Следует оговориться, что мы не считаем вышеописанный подход районированием в узком смысле слова. Районирование (regionalization) в нашем понимании это выделение индивидуальных целостных (не дизъюнктивных) регионов с неперекрывающимися границами, акцентированной спецификой и автономностью. Типология таких регионов в принципе возможна, но не самоочевидна, а объединение в хорионы более высокого ранга происходит по принципу смежности. С другой стороны, зонирование (zoning) предполагает градиентное изменение признаков (например, климатические зоны) и возможность повторения их сочетания в других изолированных местах, то есть дизъюнктив-ность выделяемых ареалов. При некоторых видах зонирования (например, прикладных хозяйственных) возможно и перекрывание границ, то есть наложение зон (подзон и т.д.). Для типизации (typiza-tion), в отличие от предыдущих форм аналитического расчленения природной среды (районирования и зонирования), характерны отсутствие акцента на индивидуальность выделяемых контуров, их повторяемость (дизъюнктивность), но не наложение в пространстве. Обсуждавшиеся выше схемы районирования Алтайского края [8-10] представляют собой смешение всех трех подходов к районированию в широком смысле.
Вполне возможно, что микрорайоны (и подрайоны) являются факультативными единицами районирования и могут быть выделены не во всех случаях. Так, например, П.Д. Ярошенко [11] указывал, что микрорайоны (геоботанические и ландшафтные) выделяются только в горах, где высотная
поясность является дополнительным фактором дифференциации среды, а на равнинах низшая единица районирования - район. Стоит отметить, что условия ложбин древнего стока с серией разновысот-ных и различных в геолого-геоморфологическом отношении террас также являются «дополнительным фактором дифференциации среды», отдаленно напоминающим высотную поясность и сжимающим контрастные среды на относительно небольших территориях.

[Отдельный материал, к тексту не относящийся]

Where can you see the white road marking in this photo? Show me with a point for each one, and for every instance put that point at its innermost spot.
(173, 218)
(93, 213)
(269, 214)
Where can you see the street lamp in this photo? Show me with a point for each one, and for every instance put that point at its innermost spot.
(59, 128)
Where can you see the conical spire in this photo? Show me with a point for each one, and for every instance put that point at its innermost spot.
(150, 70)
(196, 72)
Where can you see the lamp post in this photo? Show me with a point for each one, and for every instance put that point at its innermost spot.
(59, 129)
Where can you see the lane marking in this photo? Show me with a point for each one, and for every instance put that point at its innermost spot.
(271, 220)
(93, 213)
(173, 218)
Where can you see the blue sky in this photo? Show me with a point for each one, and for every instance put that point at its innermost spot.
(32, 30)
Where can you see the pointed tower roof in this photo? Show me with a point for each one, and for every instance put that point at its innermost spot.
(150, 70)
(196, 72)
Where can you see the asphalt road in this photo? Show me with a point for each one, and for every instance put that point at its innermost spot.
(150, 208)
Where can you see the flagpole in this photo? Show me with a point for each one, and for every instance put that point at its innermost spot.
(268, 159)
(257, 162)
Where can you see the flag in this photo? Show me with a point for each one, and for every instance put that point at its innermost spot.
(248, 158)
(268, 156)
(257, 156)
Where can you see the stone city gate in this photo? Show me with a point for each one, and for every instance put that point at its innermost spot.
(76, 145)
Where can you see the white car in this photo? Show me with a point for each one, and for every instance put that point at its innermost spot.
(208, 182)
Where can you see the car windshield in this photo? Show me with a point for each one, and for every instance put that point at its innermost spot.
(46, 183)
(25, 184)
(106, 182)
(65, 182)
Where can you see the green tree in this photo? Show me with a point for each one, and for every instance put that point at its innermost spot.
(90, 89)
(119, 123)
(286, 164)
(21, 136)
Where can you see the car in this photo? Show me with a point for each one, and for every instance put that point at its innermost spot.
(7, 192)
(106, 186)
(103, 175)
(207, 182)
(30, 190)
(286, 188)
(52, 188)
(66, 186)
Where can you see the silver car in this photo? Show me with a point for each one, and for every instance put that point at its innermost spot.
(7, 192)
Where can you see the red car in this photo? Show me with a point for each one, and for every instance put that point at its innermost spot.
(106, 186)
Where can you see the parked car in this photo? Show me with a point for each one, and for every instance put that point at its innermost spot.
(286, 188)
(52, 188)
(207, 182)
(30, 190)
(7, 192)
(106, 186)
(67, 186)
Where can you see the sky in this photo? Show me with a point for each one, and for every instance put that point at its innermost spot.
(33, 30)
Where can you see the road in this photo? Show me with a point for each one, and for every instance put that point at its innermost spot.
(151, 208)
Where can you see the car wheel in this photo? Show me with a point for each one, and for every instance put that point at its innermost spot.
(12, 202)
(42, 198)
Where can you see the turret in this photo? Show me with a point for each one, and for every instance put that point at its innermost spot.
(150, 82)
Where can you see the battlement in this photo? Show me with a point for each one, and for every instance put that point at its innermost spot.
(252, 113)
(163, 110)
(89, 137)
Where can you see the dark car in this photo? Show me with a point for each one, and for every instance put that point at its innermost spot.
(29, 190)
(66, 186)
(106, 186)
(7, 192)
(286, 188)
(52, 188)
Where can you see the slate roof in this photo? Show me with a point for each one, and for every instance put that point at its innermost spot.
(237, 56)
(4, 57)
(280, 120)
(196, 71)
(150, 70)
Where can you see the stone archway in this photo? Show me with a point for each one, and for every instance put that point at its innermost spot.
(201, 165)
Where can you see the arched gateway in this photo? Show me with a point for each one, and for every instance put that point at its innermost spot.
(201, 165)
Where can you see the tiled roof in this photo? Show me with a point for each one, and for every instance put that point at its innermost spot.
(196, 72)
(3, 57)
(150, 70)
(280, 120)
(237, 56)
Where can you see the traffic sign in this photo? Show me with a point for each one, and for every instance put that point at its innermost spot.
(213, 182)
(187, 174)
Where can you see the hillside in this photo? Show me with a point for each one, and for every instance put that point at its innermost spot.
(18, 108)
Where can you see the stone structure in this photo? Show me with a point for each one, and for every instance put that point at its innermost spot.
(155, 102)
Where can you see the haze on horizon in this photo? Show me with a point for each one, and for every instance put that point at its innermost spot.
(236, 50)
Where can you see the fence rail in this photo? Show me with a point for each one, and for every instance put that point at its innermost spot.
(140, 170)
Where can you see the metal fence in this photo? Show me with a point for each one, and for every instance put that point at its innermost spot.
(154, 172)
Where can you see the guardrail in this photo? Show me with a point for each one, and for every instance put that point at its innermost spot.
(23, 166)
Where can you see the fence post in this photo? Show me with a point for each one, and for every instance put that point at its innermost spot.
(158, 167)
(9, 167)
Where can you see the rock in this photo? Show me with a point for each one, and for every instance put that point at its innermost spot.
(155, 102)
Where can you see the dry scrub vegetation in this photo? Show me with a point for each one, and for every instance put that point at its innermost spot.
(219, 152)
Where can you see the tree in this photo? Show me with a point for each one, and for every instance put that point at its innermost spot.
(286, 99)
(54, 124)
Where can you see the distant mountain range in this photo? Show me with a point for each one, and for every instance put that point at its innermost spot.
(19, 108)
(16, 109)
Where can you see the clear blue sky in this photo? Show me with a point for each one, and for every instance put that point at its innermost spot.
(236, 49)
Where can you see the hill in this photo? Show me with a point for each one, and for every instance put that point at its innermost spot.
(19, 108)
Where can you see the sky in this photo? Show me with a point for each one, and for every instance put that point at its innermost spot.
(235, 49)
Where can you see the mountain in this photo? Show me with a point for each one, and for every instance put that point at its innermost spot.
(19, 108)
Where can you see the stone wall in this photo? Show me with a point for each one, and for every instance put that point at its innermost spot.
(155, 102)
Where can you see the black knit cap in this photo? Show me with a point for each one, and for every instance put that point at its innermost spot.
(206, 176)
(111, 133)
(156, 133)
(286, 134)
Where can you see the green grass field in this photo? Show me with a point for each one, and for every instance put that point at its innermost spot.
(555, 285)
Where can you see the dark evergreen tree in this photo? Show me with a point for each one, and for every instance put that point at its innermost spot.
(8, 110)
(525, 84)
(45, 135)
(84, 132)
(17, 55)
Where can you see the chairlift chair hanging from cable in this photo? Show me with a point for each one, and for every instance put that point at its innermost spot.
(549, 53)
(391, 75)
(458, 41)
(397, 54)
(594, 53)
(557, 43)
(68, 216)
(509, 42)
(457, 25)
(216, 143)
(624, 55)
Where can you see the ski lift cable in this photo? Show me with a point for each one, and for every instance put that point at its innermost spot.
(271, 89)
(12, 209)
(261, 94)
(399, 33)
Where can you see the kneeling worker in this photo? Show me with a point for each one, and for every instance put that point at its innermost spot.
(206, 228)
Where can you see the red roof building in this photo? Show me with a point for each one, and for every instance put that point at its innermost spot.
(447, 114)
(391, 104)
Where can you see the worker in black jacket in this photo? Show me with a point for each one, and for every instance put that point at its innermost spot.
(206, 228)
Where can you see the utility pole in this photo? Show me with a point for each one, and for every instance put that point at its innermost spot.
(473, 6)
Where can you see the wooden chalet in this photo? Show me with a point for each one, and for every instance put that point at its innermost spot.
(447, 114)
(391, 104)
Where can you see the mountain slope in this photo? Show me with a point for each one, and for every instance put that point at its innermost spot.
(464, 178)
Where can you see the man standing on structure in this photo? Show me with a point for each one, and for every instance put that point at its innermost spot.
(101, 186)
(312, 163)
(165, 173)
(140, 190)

В наиболее простом случае, если сравнивать локальные флоры или пробы флоры, взятые на некотором расстоянии друг от друга, то в зависимости от силы связей они будут группироваться в хорионы, которым может придаваться тот или иной иерархический ранг (микрорайоны, подрайоны, районы и т.д.). При этом пространствам между этими опорными точками свойственна «флористическая неопределенность». По этим пространствам и проводятся вероятные границы, точность которых определяется в том числе масштабом карты и расстоянием между опорными точками. При отсутствии значимых рубежей, границу между хорионами необходимо проводить примерно посередине между опорными точками. Считается, что флористические границы в известной степени неопределенны, размыты, генерализованы и так далее, что в конечном счете является имманентным свойством самих флор. Это отчасти верно, поскольку в большинстве случаев флористическая ситуация изменяется постепенно, то есть налицо принцип континуальности.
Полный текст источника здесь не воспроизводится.